Ao que parece, Furtado optou por esta tática para manter a aura teatral da peça, remetendo-nos ao teor satírico, farsesco e ácido de The Staple of News, aproximando o máximo possível texto e espectador do que devem ter sido as encenações de séculos atrás. Porém, o cinema exige modelos de representação adequados a sua forma. Filmar teatro em palco italiano engessa planos, limita enquadramentos, desmerece locações mais adequadas e prejudica não apenas a captação de luz e som como também a interpretação de atores que, em última análise, serão apreciados em formato filme, e não no palco.

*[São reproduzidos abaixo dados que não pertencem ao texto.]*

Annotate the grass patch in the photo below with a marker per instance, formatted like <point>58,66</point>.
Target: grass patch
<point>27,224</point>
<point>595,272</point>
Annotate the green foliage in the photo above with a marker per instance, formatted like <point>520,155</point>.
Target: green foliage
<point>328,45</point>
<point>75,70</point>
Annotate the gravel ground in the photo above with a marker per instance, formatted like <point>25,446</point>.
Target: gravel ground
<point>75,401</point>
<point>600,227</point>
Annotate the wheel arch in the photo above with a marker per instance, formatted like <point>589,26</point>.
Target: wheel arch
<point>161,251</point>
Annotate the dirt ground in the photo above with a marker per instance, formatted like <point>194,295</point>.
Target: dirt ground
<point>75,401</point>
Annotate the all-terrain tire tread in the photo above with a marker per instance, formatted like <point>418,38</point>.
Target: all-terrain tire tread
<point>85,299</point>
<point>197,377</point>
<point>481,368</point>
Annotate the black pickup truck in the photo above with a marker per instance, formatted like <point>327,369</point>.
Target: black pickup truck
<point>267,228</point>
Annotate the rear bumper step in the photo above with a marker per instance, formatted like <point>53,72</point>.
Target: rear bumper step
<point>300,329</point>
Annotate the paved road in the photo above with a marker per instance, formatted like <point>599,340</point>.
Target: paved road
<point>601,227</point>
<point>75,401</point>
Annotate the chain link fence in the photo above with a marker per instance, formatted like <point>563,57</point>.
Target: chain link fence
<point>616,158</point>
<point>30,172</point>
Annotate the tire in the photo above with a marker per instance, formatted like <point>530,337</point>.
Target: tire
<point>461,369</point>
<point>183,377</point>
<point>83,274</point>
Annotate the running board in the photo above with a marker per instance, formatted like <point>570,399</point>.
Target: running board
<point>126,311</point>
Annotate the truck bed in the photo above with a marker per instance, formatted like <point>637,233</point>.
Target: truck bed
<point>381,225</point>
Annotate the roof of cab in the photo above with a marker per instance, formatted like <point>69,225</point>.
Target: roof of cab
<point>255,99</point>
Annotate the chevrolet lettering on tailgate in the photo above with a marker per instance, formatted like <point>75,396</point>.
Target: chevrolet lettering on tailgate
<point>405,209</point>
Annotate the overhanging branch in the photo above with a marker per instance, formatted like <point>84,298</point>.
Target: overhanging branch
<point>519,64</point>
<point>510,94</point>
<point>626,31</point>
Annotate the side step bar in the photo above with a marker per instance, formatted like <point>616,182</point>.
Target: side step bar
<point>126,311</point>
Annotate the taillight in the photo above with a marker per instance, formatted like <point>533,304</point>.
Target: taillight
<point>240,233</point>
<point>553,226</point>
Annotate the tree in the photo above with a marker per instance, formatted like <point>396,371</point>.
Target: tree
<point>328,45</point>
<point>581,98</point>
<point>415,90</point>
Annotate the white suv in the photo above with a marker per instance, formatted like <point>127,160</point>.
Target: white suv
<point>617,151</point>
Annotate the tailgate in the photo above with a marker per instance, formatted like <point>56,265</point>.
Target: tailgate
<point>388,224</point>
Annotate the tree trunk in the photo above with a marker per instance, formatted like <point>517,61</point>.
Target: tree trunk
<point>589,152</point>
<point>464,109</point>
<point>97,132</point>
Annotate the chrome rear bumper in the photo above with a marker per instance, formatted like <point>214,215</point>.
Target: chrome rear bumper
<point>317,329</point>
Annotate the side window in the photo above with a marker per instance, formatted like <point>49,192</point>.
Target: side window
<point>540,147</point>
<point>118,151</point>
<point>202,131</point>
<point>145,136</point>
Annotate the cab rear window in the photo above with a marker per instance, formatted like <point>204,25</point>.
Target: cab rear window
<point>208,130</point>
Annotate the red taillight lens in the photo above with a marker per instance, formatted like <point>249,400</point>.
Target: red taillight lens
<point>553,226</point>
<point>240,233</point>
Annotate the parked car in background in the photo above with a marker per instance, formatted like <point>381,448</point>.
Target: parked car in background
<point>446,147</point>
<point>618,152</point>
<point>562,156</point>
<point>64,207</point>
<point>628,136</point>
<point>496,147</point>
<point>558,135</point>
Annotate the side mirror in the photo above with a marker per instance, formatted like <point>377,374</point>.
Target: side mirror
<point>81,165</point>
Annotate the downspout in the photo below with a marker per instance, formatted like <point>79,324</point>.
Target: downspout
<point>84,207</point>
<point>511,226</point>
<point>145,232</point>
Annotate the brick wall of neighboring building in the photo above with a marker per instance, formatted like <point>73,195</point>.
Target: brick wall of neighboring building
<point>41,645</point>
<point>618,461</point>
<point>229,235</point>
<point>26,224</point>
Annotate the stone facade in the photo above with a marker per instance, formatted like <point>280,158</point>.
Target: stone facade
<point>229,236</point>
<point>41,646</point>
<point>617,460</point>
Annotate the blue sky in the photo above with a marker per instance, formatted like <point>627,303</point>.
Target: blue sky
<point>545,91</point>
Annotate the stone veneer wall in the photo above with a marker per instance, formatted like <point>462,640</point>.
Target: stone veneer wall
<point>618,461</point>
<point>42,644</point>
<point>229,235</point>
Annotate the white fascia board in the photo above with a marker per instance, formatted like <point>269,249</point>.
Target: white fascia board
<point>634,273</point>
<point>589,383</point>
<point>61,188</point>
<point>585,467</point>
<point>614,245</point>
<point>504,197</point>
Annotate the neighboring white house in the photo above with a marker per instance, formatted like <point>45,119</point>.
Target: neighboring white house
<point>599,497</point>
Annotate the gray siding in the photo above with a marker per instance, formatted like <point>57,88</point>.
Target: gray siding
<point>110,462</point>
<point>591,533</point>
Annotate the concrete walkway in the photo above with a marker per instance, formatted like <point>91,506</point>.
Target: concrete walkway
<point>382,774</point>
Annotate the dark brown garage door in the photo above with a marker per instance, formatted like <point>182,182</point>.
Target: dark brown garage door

Filmar uma peça, dentro de um teatro, significa abdicar de recursos cinematográficos mais adequados no momento da filmagem que poderiam valorizar tanto as atuações quanto a representação do texto. A própria montagem fílmica relativa à obra de Johnson sofre com tantas barreiras técnicas. A solução apresentada se torna postiça, artificial, pois não engendra uma mise en scène audiovisual adequada para o texto do britânico, apesar deste pontificar com exatidão o discurso proposto pela narrativa documental de Furtado. Na visão tripartite d’O Mercado de Notícias, entretanto, filmar teatro se coloca como uma opção indesejável.